Citing testimony by a former Trump administration official, Cheney said when Trump was informed on January 6 that his supporters outside the Capitol were chanting to hang Mike Pence, the former president said, “Maybe our supporters have the right idea. Mike Pence deserves it.”

Previewing the committee’s remaining public hearings, Cheney said the next session, scheduled for Monday, will focus on Trump’s claims of voter fraud despite knowing he’d lost reelection.

The nine-member House committee, made up of seven Democrats and two Republicans, was established by House Speaker Nancy Pelosi last July after Senate Republicans blocked a move to create a bipartisan, independent commission to investigate the Capitol riot.

Committee members and staffers interviewed more than 1,000 witnesses, combed through more than 140,000 documents, and issued nearly 100 subpoenas for testimony and documents.

Many in Trump’s orbit, including son Donald Trump Jr, daughter Ivanka Trump, and son-in-law Jared Kushner, testified before the committee.

Others, though, refused to answer questions, and at least two — former Trump trade adviser Peter Navarro and former White House strategist Stephen Bannon — have been charged with contempt of Congress for refusing to cooperate with investigators.

Republicans have repeatedly attacked the committee’s investigation as a partisan witch hunt designed to undermine Trump’s prospects as a presidential candidate in 2024.

“It is the most political and least legitimate committee in American history.
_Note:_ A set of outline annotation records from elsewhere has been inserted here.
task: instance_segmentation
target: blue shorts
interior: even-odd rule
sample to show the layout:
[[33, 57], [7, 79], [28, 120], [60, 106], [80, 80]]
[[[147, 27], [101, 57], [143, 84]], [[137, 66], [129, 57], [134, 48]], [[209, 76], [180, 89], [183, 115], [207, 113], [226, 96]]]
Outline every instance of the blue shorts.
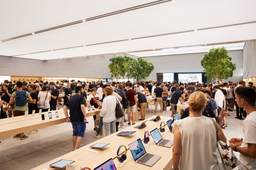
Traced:
[[162, 98], [163, 100], [163, 102], [166, 102], [166, 100], [167, 100], [167, 96], [162, 97]]
[[73, 127], [73, 136], [84, 137], [86, 124], [85, 122], [71, 122]]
It has used congressional subpoenas to attack Republicans, violate due process, and infringe on the political speech of private citizens,” said House Minority Leader Kevin McCarthy.

The hearing featured a timelined video of the riot and testimony by witnesses U.S. Capitol Police Officer Caroline Edwards, who was injured during the riot, and British documentary filmmaker Nick Quested, who filmed the far-right organization the Proud Boys.

Members of the Proud Boys and the Oath Keepers, an anti-government militia, have been charged with seditious conspiracy as part of the Justice Department’s sprawling investigation into the Capitol riot.

The department estimates between 2,000 and 2,500 people entered the Capitol on January 6, and Attorney General Merrick Garland has vowed to hold everyone involved in the attack accountable.

To date, more than 840 people have been arrested in connection with the January 6 attack, with about 305 pleading guilty, mostly to misdemeanor charges, the Justice Department said on Wednesday.

In a statement, the Justice Department said its “resolve to hold accountable those who committed crimes on Jan. 6, 2021, has not, and will not, wane.”

Jordan Strauss, a former Justice Department and White House official, called Thursday night’s hearing “an opening statement in a complex and sprawling criminal conspiracy case.”

“In terms of scale, the size and scope of this investigation is unprecedented,” Strauss, a fellow at the Kroll Institute, said. “The committee added color not seen before, and a timeline that was powerful and only possible with the benefit of hindsight and close study.”

In addition to the criminal investigation of the rioters, the department has reportedly stepped up its probe of efforts by political operatives and state lawmakers to overturn the 2020 election results.

That has not stopped politicians on the left from taking the Justice Department to task for “failing” to launch a criminal investigation of Trump’s role in the January 6 attack.

Garland has said prosecutors will “follow the facts wherever they lead.”